Os trabalhos no julgamento por homicídio de seis policiais terminaram antes do previsto na quinta-feira, depois de surgir tensão entre a promotora principal Kathy-Ann Pyke e Cygale Pennant, uma promotora júnior do Office of the Director of Public Prosecutions.

O tribunal encerrou após o intervalo para o almoço porque a questão, que havia surgido mais cedo naquele dia, continuava sem solução. Desde que o caso começou em janeiro, Pyke lidera a equipe de acusação, enquanto Pennant foi autorizada em alguns momentos a conduzir interrogatórios diretos.

Na quinta-feira, Pennant foi designada para interrogar uma analista de DNA do Laboratório Forense do Governo. Enquanto fazia perguntas à testemunha e registrava as respostas, Pyke foi vista em alguns momentos tentando orientá-la sobre o que deveria ser perguntado em seguida, enquanto a testemunha ainda falava.

Pennant, que parecia concentrada em anotar o depoimento, pediu a Pyke que esperasse até que ela terminasse de escrever. A resposta pareceu contrariar a promotora sênior.

Depois que Pennant concluiu suas anotações sobre o depoimento relativo ao material de DNA ligado aos três homens mortos a tiros pela polícia em um suposto tiroteio, ela se virou para Pyke. Pyke estava com a cabeça baixa sobre documentos e parecia indisposta a dar novas explicações.

A disputa foi além da sala de audiências durante o intervalo do almoço, com trocas de palavras entre as duas promotoras. Pyke acusou Pennant de não cumprir suas instruções.

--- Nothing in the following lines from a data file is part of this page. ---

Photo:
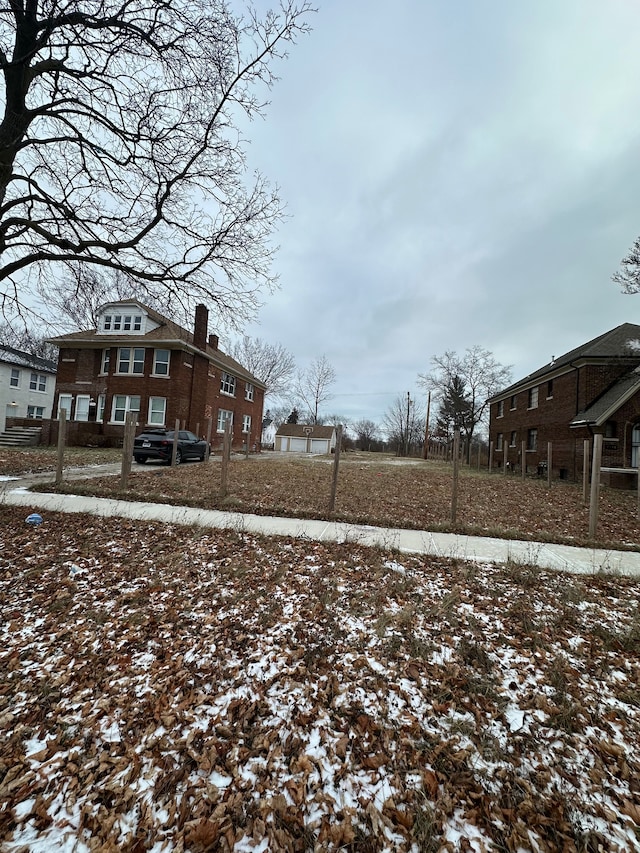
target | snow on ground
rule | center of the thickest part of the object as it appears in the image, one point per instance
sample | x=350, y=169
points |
x=178, y=689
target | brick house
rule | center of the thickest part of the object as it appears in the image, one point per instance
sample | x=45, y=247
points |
x=137, y=360
x=593, y=388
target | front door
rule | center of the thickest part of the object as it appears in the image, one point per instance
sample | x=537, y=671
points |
x=635, y=446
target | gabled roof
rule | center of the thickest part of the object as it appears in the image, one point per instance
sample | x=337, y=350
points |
x=10, y=355
x=623, y=342
x=168, y=333
x=609, y=401
x=300, y=430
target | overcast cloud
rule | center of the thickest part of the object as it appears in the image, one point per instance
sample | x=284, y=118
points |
x=456, y=174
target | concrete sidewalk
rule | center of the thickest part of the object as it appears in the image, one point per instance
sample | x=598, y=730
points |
x=475, y=548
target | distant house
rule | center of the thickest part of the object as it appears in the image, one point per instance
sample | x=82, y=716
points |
x=593, y=388
x=27, y=384
x=268, y=432
x=137, y=360
x=306, y=438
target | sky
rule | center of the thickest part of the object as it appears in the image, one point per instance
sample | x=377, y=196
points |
x=455, y=174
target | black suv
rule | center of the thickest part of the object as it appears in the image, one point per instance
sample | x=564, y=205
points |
x=158, y=444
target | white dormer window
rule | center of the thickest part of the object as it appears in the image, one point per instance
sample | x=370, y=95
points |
x=127, y=321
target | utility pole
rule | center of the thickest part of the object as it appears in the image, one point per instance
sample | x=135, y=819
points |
x=406, y=450
x=425, y=450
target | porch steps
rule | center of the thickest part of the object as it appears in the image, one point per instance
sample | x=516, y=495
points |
x=20, y=436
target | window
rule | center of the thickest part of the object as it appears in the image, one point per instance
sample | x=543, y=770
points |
x=82, y=407
x=131, y=360
x=157, y=410
x=119, y=322
x=224, y=415
x=64, y=402
x=122, y=405
x=161, y=362
x=228, y=384
x=38, y=382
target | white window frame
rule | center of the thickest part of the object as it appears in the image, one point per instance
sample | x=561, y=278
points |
x=228, y=384
x=223, y=416
x=132, y=361
x=122, y=323
x=38, y=382
x=156, y=410
x=131, y=404
x=65, y=401
x=82, y=408
x=162, y=364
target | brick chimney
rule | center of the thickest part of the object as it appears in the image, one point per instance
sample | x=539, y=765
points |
x=200, y=326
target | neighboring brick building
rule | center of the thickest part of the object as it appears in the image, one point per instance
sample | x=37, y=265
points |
x=139, y=361
x=593, y=388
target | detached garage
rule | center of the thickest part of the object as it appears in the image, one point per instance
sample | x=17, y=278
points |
x=305, y=438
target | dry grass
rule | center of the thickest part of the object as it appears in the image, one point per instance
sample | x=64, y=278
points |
x=170, y=688
x=379, y=490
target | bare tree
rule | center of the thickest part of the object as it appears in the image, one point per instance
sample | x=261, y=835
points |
x=366, y=432
x=476, y=376
x=74, y=304
x=403, y=423
x=120, y=146
x=313, y=386
x=628, y=277
x=23, y=338
x=272, y=364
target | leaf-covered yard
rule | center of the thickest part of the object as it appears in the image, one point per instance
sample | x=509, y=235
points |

Quando o caso foi retomado, Pyke tentou apresentar um pedido que lhe permitiria assumir o interrogatório direto da analista de DNA. O advogado de defesa Hugh Wildman se opôs, dizendo à juíza Sonia Bertram-Linton que tal medida não era permitida.

Wildman sustentou que a lei está consolidada nesse ponto: uma vez que um advogado assume a responsabilidade por uma testemunha, outro advogado não pode assumir o controle do mesmo interrogatório direto.

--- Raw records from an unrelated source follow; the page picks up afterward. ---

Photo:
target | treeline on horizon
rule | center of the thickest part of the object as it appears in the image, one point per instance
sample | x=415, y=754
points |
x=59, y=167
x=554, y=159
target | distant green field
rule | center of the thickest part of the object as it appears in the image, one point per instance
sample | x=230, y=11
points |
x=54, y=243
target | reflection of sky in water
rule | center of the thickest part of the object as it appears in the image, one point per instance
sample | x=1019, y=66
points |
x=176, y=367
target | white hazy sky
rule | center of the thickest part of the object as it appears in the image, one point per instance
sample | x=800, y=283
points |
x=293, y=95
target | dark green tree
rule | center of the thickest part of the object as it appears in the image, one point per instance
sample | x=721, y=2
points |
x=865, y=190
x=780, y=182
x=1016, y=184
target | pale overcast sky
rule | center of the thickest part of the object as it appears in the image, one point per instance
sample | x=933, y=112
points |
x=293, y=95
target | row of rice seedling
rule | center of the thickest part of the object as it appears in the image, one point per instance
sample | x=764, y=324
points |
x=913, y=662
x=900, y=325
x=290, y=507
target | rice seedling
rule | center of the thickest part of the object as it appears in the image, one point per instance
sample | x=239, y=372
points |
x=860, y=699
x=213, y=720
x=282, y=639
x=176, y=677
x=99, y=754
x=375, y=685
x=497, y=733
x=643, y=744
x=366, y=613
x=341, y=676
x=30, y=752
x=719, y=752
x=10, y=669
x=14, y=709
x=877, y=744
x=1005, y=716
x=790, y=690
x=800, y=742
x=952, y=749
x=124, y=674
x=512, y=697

Após a objeção, Pyke retirou o pedido. O julgamento, porém, não prosseguiu, pois Bertram-Linton decidiu adiar o caso até sexta-feira.

Wildman, que parecia esperar que a audiência continuasse, demonstrou desapontamento depois que a juíza anunciou que o caso seria retomado no dia seguinte. Ele pediu a Bertram-Linton que explicasse por que o tribunal estava encerrando a sessão do dia.

Bertram-Linton disse a ele: "Não vamos continuar porque decidi que vamos encerrar por hoje. Tomei uma decisão."

Wildman continuou a reclamar, dizendo que o caso não deveria ser adiado por causa de Pyke. "É por causa da Sra. Pyke, e ela é quem está sempre falando em prolongar este caso", disse ele, antes de a juíza instá-lo a deixar a questão por ali.

"Muito bem, Meritíssima", respondeu Wildman.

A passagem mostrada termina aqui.